Her şey ama her şey var yazıda. Bir Ayşe yazısı hiç değil aslında.
Ve son derece parlak bir biçimde yazıyı okuyucuya şunu sorarak
bitiriyor: ``Ayşe, kafamı öyle karıştırdı ki. Peki siz ne
diyorsunuz benim sevgili okurlarım. Ayşe her şeyi bırakıp
sevgilisinin peşinden gitsin mi gitmesin mi?’’

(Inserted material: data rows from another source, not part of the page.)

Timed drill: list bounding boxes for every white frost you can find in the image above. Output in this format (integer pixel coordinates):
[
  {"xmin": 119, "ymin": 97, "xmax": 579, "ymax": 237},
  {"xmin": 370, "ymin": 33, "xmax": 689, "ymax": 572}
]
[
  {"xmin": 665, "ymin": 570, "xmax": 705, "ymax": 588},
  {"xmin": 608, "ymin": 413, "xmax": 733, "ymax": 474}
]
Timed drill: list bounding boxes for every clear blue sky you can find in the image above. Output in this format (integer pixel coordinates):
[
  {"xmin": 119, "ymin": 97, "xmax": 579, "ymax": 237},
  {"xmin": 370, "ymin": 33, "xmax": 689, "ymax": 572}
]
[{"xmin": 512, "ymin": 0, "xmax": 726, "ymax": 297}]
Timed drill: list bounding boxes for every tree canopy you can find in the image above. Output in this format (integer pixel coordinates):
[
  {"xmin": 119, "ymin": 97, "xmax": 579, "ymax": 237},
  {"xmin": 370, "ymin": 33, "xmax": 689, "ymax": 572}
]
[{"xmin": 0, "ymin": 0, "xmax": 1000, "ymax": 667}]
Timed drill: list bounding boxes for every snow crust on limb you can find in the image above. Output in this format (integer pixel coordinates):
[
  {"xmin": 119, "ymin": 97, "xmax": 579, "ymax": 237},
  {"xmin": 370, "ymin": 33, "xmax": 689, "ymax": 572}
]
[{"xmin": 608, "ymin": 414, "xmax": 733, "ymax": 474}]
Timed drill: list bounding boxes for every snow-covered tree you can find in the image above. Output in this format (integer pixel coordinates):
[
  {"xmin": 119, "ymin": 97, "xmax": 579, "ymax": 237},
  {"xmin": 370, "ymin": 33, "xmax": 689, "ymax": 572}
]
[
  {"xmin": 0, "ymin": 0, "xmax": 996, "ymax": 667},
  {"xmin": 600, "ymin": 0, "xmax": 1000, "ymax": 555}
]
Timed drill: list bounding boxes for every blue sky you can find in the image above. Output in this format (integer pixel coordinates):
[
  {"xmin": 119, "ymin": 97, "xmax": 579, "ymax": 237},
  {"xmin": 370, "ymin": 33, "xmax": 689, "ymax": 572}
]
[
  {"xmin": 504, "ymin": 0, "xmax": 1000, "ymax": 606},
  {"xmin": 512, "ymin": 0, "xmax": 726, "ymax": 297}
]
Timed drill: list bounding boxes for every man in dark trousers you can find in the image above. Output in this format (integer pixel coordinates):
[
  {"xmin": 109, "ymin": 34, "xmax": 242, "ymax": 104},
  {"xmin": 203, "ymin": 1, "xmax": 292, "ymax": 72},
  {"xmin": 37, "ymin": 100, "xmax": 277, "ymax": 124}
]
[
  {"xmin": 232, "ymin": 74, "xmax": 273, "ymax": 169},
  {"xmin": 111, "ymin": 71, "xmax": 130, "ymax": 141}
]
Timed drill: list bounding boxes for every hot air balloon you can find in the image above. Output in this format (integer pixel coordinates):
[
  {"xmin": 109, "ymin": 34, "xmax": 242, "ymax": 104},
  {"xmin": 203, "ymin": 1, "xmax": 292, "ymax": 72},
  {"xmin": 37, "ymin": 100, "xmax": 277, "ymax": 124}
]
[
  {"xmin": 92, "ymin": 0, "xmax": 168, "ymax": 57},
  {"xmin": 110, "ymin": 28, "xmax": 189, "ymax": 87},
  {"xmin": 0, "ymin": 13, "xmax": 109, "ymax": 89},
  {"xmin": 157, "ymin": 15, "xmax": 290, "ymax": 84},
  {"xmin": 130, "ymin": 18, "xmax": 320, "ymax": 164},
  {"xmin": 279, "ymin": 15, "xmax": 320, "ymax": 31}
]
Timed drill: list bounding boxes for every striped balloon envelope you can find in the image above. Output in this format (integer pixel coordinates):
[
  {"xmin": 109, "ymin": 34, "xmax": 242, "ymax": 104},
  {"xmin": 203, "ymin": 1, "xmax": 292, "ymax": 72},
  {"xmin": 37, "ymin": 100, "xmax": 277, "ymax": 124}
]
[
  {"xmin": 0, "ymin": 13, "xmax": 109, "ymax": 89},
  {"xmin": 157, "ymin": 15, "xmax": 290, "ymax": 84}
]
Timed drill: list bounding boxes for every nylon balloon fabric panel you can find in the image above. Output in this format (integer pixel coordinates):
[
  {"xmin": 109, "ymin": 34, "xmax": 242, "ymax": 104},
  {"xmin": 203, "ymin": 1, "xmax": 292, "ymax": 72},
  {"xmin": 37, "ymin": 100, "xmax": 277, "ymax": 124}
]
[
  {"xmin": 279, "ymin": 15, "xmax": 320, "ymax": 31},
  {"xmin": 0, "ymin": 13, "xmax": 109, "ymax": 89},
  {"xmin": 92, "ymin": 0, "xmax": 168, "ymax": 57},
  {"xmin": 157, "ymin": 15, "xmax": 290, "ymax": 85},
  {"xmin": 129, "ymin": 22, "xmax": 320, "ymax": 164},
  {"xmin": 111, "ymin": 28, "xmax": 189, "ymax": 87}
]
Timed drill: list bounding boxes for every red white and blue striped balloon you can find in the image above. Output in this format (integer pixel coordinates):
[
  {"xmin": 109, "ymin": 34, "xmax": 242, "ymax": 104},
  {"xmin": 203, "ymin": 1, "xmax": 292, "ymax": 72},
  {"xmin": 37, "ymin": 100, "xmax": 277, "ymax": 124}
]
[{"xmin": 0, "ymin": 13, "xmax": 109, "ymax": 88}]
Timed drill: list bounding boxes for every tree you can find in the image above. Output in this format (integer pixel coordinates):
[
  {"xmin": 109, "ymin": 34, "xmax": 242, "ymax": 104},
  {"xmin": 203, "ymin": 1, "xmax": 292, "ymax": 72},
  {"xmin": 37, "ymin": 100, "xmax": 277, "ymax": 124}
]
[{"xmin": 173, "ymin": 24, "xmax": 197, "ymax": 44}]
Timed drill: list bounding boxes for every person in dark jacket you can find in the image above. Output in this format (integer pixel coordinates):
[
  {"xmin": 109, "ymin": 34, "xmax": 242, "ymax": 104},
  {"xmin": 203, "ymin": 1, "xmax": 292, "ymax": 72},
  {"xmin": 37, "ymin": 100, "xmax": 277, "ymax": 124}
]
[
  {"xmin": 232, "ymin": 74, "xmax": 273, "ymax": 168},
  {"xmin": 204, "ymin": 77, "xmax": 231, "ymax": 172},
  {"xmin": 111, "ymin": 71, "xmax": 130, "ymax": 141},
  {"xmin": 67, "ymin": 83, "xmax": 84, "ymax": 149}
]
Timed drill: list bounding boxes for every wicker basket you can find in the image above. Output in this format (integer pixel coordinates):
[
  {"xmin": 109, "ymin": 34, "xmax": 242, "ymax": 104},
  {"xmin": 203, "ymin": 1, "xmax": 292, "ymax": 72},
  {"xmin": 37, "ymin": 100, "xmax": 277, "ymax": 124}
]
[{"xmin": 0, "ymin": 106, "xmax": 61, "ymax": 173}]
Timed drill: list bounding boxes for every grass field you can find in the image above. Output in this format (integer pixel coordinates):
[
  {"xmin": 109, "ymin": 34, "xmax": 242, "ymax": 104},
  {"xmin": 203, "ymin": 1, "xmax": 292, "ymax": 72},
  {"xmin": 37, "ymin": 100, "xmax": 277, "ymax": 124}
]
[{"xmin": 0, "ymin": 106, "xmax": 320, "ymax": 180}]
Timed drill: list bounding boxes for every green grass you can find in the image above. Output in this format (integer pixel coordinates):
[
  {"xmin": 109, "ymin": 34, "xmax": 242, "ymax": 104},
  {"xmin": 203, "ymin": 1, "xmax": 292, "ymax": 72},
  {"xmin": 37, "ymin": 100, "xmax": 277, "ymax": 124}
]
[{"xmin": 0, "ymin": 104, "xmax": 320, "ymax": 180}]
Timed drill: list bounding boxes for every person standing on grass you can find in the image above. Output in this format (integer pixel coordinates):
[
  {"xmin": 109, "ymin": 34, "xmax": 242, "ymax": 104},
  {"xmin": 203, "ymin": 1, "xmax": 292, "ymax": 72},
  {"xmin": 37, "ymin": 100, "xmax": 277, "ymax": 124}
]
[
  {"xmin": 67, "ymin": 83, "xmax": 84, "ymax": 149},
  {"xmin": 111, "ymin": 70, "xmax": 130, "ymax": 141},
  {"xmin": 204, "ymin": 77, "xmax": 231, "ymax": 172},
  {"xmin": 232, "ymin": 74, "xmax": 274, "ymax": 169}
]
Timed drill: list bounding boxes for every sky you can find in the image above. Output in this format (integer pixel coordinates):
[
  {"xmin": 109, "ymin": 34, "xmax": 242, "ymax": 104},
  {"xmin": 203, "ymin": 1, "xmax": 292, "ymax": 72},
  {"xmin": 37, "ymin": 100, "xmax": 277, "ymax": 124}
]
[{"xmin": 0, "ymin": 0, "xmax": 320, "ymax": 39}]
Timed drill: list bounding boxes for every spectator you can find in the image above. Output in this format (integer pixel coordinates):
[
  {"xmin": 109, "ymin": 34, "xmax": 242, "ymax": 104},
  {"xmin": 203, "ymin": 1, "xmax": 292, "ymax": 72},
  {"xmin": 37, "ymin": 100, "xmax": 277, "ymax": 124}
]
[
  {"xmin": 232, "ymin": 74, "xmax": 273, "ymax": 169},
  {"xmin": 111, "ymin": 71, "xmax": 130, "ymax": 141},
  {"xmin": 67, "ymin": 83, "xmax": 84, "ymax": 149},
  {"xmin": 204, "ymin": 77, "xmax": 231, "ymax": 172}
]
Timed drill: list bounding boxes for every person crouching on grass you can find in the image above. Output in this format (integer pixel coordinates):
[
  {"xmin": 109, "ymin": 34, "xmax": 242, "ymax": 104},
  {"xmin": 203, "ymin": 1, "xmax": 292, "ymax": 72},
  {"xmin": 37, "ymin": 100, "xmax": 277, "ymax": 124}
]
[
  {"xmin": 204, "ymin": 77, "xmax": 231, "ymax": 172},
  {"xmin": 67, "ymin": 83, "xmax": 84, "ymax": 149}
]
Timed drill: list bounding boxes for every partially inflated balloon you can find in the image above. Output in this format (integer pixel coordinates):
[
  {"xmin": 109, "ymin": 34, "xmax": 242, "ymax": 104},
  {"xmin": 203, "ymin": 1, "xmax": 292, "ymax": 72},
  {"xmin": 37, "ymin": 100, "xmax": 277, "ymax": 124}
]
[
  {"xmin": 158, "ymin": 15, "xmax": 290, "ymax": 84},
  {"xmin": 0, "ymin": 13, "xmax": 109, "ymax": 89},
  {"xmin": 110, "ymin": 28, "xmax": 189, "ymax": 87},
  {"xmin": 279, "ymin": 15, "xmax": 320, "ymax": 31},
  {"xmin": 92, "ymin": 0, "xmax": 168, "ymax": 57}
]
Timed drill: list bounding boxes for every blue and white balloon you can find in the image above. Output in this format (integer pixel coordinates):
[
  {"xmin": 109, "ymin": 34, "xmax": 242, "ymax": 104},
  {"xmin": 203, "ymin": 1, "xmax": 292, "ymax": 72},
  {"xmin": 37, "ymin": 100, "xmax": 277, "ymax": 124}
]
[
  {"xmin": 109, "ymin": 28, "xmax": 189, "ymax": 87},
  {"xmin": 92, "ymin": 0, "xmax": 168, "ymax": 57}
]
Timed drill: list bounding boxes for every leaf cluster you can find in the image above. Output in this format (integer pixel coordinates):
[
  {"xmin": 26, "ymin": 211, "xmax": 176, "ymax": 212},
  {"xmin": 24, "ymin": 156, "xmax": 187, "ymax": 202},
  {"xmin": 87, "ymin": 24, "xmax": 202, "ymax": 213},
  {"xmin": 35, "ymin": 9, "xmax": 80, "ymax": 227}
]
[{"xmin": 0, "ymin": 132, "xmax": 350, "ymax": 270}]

Bu adam şeytana külahını ters giydirir! Bu kadar provokatif bir
yazı yazmak herkesin harcı değildir. Dün de, cumartesi yazdığım
yazıyı alıyor, köşesine koyuyor. Teşekkür ediyorum kendisine.
Biliyorum ki, tüm bunları beni sevdiği için yapıyor. Acaba Dubai’de
bizi ziyaret etmeye gelir mi?
Onu bilmiyorum da... Birazdan otelden çıkıp emlakçıyla buluşmazsam
ayvayı yiyeceğimi biliyorum! Biz Dubai’ye ev bakmaya geldik de.
Kedimin de seveceği şöyleee kocaman bir ev arıyoruz. Yarın yine
İstanbul’dayım, sevgiyle sizi kucaklarım...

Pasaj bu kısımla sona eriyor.